250 g White Bread Flour
24 g Salt
10 g Sugar
4 g Yeast
Optional- Fresh parsley for garnish

Day one

Step 1:
Mix all ingredients in a big bowl. It’s cool if its a little lumpy – no kneading necessary! This is your “poolish”, cover the bowl and leave out at room temperature until tomorrow. Your poolish will add excellent depth of flavor and chewiness to the final bread. Day one is over! Pat yourself on the back for planning ahead, and continue on with your day.

Day two

Step 2:
Mix whole wheat flour with your very hot water. This is called a “mash”. By soaking the whole wheat grains, they become softer, more digestible and sweeter. Now let your mash sit at room temperature for 45 minutes to 2 hours, whatever fits your schedule better.

Step 3:
Now it’s kneading time. Combine your poolish from day one, your mash from day two, and the remaining ingredients into your mixing bowl. Knead on low speed for 3 minutes and then on medium speed for 7. The dough should be smooth yet fairly slack/loose/wet (Choose whichever adjective best suits your mood). It will form a dough ball while the mixer is on, but will quickly droop to the bottom of the bowl when off. I had to use a spatula to transfer the dough. I like to let my dough rise in a plastic tupperware because then I can see its progress. But any sprayed bowl will do. Let rise until it has almost doubled in bulk. I’m estimating here at 2 hours. Now perform 2 gentle folds in the bowl/tupperware. I like to grab one side of dough with wet hands and lift it 1/2 way out of its container and gently fold it over itself, rotate 90 degrees and repeat. Let the dough rest for another 30 minutes.

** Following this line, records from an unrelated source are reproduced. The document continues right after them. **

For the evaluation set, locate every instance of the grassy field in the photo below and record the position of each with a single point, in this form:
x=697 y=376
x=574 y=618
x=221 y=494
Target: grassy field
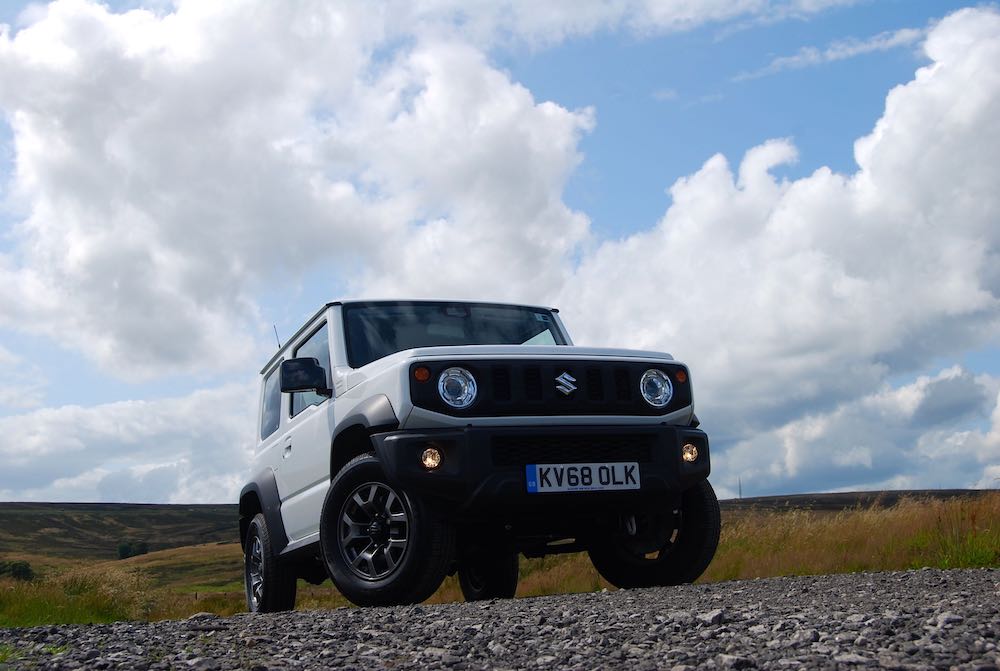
x=958 y=532
x=94 y=530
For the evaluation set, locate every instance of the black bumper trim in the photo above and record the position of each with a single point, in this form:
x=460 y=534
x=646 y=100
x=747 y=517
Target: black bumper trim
x=470 y=479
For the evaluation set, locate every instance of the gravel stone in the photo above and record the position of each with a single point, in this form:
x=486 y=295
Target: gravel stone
x=926 y=619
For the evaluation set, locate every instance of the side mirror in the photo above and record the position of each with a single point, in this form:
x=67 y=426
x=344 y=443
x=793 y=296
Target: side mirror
x=303 y=375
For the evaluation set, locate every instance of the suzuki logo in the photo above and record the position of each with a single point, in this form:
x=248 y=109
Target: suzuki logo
x=564 y=383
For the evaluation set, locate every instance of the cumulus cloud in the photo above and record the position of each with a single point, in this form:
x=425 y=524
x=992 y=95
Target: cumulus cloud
x=172 y=165
x=786 y=294
x=908 y=437
x=175 y=164
x=23 y=385
x=171 y=451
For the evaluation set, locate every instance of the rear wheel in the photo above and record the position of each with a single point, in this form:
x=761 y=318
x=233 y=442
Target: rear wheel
x=662 y=547
x=493 y=576
x=268 y=583
x=380 y=545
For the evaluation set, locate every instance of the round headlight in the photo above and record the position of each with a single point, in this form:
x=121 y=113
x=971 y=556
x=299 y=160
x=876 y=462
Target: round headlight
x=457 y=387
x=656 y=388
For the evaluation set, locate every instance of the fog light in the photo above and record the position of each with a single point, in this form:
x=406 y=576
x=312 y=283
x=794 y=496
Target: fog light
x=431 y=458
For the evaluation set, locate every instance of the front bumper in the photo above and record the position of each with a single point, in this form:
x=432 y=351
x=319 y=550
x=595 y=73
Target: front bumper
x=483 y=467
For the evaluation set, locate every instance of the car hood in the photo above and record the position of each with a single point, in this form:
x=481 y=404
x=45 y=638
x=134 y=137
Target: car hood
x=561 y=351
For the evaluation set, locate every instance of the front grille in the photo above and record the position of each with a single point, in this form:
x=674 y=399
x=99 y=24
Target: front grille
x=531 y=387
x=521 y=450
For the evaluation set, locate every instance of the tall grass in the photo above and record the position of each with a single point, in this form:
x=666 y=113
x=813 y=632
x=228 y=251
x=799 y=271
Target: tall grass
x=957 y=533
x=78 y=596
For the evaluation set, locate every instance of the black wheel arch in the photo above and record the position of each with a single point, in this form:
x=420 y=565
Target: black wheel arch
x=353 y=435
x=261 y=496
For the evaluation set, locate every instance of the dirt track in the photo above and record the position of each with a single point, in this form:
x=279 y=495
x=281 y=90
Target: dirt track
x=907 y=620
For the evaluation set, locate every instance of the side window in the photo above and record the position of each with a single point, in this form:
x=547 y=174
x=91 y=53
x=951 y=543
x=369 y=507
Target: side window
x=270 y=415
x=317 y=347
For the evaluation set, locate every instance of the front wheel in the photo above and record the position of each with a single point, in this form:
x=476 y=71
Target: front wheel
x=485 y=577
x=269 y=585
x=662 y=547
x=381 y=546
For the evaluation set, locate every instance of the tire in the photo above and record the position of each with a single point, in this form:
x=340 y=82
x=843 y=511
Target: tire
x=667 y=548
x=489 y=576
x=382 y=546
x=269 y=584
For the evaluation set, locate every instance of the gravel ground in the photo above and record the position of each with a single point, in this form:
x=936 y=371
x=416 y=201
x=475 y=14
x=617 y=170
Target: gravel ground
x=925 y=619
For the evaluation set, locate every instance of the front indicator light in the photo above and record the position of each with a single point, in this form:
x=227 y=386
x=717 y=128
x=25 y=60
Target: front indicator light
x=431 y=458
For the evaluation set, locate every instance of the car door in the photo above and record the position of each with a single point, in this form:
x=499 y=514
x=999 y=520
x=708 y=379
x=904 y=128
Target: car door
x=304 y=472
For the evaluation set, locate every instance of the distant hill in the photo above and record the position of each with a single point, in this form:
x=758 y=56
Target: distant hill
x=94 y=530
x=844 y=500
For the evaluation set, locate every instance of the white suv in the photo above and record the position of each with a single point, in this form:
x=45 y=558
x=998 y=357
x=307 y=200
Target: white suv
x=401 y=441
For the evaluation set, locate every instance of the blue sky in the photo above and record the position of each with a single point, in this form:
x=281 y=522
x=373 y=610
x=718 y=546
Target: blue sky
x=174 y=202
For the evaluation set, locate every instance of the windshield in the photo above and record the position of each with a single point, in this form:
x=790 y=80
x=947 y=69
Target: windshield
x=375 y=330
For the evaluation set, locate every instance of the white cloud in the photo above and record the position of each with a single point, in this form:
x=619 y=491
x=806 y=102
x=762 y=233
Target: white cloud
x=192 y=448
x=174 y=165
x=788 y=295
x=840 y=50
x=894 y=437
x=22 y=385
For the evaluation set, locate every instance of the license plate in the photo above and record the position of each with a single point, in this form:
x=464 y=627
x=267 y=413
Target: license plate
x=582 y=477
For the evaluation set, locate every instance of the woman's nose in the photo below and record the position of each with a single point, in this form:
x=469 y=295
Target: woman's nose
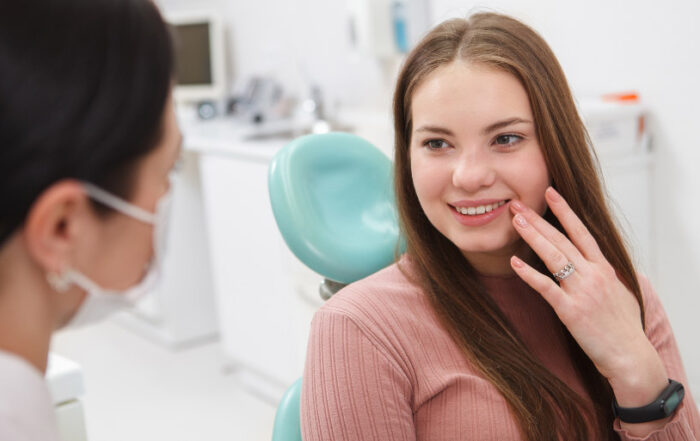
x=473 y=171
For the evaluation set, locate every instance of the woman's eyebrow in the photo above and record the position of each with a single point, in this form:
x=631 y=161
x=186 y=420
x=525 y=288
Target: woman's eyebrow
x=505 y=123
x=435 y=129
x=491 y=128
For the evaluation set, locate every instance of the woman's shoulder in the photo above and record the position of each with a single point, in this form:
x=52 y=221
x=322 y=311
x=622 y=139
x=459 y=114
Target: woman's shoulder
x=388 y=291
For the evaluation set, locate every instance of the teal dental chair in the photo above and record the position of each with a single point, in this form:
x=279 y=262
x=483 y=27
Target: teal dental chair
x=333 y=200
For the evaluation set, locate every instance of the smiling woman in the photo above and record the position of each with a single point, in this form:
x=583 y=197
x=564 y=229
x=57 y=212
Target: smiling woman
x=515 y=313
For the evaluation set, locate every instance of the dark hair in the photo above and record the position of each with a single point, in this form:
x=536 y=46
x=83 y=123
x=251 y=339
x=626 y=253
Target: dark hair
x=83 y=87
x=544 y=406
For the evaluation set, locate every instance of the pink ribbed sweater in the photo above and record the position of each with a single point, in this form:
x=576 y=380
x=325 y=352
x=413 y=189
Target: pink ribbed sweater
x=381 y=367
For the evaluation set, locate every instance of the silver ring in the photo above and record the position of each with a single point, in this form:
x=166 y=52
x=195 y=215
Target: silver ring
x=564 y=272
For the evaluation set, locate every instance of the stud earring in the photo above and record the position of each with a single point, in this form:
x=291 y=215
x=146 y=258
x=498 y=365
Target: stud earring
x=59 y=282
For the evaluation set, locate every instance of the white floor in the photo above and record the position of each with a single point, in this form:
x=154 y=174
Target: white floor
x=137 y=390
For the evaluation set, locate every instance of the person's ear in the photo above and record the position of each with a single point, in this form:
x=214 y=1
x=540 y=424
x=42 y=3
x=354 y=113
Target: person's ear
x=54 y=222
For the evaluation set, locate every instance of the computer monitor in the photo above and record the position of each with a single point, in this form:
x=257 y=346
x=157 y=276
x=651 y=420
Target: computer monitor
x=199 y=56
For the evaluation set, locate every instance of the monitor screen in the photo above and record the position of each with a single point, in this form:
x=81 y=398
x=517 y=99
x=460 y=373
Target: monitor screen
x=193 y=54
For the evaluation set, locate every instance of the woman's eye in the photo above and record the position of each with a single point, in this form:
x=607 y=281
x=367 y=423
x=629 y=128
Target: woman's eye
x=436 y=144
x=507 y=139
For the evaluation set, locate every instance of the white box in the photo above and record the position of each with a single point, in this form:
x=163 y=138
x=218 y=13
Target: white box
x=615 y=128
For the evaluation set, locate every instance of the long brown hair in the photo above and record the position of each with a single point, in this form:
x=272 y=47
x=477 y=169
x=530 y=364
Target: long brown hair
x=545 y=407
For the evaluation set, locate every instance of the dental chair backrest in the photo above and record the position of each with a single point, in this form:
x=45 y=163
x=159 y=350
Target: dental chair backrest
x=333 y=200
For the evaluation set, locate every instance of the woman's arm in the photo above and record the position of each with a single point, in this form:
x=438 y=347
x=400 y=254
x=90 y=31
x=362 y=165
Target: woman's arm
x=685 y=423
x=352 y=390
x=597 y=308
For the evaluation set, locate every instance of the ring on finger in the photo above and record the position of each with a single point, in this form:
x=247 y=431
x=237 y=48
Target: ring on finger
x=564 y=272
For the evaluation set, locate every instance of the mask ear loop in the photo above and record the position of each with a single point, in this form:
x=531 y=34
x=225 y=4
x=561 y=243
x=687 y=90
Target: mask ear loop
x=119 y=204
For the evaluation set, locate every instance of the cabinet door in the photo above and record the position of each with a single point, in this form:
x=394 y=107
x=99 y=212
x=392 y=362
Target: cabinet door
x=264 y=321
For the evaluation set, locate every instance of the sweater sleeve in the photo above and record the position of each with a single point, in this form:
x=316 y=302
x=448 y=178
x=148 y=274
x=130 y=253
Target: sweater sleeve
x=685 y=424
x=352 y=389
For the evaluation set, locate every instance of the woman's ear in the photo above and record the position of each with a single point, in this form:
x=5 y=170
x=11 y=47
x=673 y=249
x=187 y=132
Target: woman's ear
x=53 y=223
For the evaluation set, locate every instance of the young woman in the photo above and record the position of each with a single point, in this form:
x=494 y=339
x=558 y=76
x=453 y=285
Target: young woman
x=88 y=138
x=515 y=313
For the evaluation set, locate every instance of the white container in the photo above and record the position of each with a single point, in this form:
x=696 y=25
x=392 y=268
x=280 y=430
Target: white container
x=616 y=128
x=65 y=382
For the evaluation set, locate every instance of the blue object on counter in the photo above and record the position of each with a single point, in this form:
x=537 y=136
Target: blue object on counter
x=333 y=200
x=398 y=14
x=287 y=426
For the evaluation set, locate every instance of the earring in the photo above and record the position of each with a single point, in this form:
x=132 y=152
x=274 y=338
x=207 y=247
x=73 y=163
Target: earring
x=59 y=282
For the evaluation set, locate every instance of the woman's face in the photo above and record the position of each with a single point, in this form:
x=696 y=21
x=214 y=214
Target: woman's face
x=473 y=149
x=126 y=244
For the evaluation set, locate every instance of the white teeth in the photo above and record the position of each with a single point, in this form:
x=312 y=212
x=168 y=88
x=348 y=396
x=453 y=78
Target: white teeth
x=481 y=209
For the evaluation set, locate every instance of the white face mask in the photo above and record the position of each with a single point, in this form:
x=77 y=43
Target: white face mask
x=101 y=302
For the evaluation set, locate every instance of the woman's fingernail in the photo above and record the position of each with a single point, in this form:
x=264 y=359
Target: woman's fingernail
x=517 y=206
x=553 y=195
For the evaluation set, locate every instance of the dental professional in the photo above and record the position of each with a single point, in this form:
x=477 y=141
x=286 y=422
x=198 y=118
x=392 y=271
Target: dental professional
x=516 y=312
x=88 y=140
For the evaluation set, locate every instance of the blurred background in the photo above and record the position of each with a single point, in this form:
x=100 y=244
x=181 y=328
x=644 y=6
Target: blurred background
x=209 y=354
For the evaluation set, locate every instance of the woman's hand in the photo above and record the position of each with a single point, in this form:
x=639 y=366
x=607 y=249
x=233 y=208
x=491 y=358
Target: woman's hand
x=596 y=307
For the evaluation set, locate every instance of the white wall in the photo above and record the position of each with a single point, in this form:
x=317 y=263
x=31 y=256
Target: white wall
x=603 y=45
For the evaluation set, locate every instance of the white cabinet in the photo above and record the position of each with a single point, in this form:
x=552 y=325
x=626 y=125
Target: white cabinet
x=265 y=297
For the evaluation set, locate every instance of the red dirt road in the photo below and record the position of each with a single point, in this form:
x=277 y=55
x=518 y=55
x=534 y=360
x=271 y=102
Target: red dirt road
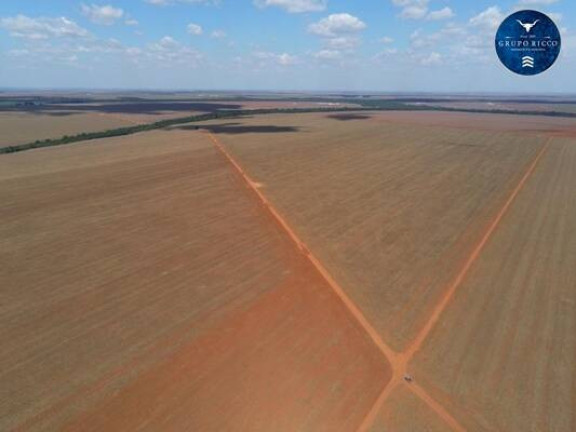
x=145 y=287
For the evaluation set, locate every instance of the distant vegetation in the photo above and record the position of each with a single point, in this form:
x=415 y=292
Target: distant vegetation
x=364 y=105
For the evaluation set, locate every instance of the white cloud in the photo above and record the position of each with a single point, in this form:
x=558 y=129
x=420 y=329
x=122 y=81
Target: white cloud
x=445 y=13
x=104 y=15
x=40 y=28
x=489 y=19
x=169 y=2
x=328 y=55
x=295 y=6
x=283 y=59
x=168 y=52
x=337 y=24
x=412 y=9
x=218 y=34
x=342 y=42
x=432 y=59
x=194 y=29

Now it is time shape the dough as you please, either directly onto your baking sheet or into a well-floured banneton. I did both, and I found my bread had more rise when shaped directly onto the baking sheet, but looked very pretty with the spiral pattern on the banneton. Let the dough rise once more for about 1 hour. Preheat your oven to 400F when your dough starts to look ready. If you would like to add some parsley garnish, simply cut of the stems, run leaves under cold water and stick onto bread. Make sure to then generously sprinkle flour over the parsley leaves or they will burn. I used a pastry brush to take off extra flour once it had cooled. Bake for about 20 minutes until the crust is hard and golden brown. When I placed my baking sheets in the oven I also threw 1/2 cup of water onto the elements to create some steam, more rise and a crisper crust.

Eat, freeze or share! Let’s review what makes this bread great:
Poolish- adds a slightly sour flavor, and lends to a chewier crumb.
Mash- hydrates the whole wheat flour so that the final product is naturally sweeter and softer.
Sugar- cuts any left-over bitter flavor.
Small amounts of yeast- also helps with flavor and lends to a more open crumb.

3 Responses

  1. Ooooh, looks yummy indeed. Makes me want a couple of slices now but in this instance patience is a virtue. Great step by step instructions Paige which I might just have to try. Thanks!

  2. P.S. I love your new banner!

  3. Yum that looks amazing. Love the detailed instructions and explanations for each step. I hope to make this sometime!